Atlanta-based Bitcoin Depot has announced the closure of its extensive network of over 9,000 cryptocurrency ATMs across the nation and is moving forward with a Chapter 11 bankruptcy filing. The company has indicated that it will wind down operations and prepare to sell off its assets as it grapples with escalating regulatory pressures.
In a statement to a federal bankruptcy court, Bitcoin Depot revealed that it has been a prominent player in the cryptocurrency market, operating kiosks across 47 states and holding a significant market share in North America. However, the company has faced increasing difficulties due to state regulations, including transaction limits and outright bans on cryptocurrency transactions, which have hindered its ability to sustain its business.
CEO Alex Holmes addressed these challenges, noting that the firm had enhanced its protocols to mitigate fraud and improve customer safety. This included implementing improved identity verification processes, issuing fraud warnings, and adopting lower transaction limits. Despite these efforts, Holmes stated that the shifting regulatory landscape has dramatically impacted the company’s viability.
“Nevertheless, the regulatory environment for BTM operators has shifted significantly,” Holmes explained. He highlighted that states have imposed stricter compliance obligations, leading to increased litigation and regulatory enforcement actions that have adversely affected Bitcoin Depot’s financial standing.
These regulations, aimed at curbing scams and illegal transactions involving cryptocurrency, have been scrutinized in various jurisdictions. Reports indicate that cryptocurrency scams are now responsible for more financial theft than traditional bank robberies, with estimates suggesting losses of $43 million annually in Wisconsin alone, and a staggering $158 billion globally.
Following the implementation of warning signs at cryptocurrency ATMs, Wisconsin reportedly witnessed a 90% reduction in crypto-related crimes, as detailed by Consumer First Alert’s Tammy Elliott in February. In response to rising concerns, Wisconsin enacted a law enforcing a $1,000 daily transaction limit at kiosks, and mandated that operators register with the state.

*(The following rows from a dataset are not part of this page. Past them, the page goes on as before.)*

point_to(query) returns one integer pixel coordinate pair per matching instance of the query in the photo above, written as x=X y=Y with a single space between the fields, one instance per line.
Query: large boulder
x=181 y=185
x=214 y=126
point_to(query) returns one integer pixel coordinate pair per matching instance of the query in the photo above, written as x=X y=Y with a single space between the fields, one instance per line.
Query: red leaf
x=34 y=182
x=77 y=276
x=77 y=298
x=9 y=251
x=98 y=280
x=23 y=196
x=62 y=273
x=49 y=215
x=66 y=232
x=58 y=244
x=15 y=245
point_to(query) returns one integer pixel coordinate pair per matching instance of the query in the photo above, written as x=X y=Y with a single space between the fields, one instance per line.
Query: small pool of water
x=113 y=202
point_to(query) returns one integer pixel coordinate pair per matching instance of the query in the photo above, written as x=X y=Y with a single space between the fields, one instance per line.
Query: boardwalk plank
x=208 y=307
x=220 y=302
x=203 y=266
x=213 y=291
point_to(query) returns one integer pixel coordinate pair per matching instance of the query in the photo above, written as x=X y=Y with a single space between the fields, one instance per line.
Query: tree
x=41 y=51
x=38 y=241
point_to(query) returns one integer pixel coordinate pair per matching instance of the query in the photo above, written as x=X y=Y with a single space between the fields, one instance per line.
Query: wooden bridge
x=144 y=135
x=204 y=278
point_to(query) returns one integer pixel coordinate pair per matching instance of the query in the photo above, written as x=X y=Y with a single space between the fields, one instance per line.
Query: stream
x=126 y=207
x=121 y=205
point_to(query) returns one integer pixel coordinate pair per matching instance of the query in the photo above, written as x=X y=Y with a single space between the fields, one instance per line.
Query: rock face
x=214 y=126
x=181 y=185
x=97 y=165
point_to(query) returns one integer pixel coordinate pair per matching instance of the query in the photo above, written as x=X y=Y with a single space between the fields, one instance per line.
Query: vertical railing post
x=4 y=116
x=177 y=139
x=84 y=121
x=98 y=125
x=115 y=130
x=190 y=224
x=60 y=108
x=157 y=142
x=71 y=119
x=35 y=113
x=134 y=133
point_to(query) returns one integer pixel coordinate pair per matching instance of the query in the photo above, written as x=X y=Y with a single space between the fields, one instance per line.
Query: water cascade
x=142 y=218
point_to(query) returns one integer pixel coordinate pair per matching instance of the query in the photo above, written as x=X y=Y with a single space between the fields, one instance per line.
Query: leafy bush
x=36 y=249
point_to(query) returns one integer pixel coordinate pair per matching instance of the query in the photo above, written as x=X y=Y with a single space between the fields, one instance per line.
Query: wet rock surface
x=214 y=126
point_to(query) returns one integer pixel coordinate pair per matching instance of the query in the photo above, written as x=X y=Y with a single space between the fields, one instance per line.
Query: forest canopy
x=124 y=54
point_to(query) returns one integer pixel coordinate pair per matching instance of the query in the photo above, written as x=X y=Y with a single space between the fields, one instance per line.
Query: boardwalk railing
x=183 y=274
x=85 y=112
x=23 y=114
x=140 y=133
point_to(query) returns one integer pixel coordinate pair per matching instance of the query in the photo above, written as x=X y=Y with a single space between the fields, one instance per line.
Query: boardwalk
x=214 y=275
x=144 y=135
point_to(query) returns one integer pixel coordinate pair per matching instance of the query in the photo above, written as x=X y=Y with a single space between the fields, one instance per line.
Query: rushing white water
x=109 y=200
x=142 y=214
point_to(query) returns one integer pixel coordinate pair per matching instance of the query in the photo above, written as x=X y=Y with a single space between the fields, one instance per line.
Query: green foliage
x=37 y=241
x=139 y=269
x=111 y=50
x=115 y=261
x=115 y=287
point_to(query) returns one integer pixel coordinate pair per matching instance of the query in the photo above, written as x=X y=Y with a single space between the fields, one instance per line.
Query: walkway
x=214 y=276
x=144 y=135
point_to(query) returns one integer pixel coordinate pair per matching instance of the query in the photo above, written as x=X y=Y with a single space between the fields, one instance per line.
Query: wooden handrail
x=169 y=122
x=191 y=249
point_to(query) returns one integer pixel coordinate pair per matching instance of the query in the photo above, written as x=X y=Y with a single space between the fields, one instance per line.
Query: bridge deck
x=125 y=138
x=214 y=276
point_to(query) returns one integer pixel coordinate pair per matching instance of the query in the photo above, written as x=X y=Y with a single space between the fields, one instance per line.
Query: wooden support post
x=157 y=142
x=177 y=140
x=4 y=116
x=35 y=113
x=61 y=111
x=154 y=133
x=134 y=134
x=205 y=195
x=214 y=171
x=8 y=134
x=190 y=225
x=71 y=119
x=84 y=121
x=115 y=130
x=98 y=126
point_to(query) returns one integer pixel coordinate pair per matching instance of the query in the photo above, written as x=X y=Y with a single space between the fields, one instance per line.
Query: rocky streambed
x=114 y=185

Additionally, Indiana recently passed a ban on crypto kiosks, while Georgia has followed suit with tougher regulations, which include daily transaction limits and necessary warnings prior to deposit acceptance.
As Bitcoin Depot navigates its bankruptcy proceedings, the unfolding situation raises significant questions about the future of cryptocurrency ATMs and the broader regulatory landscape governing digital assets in the United States.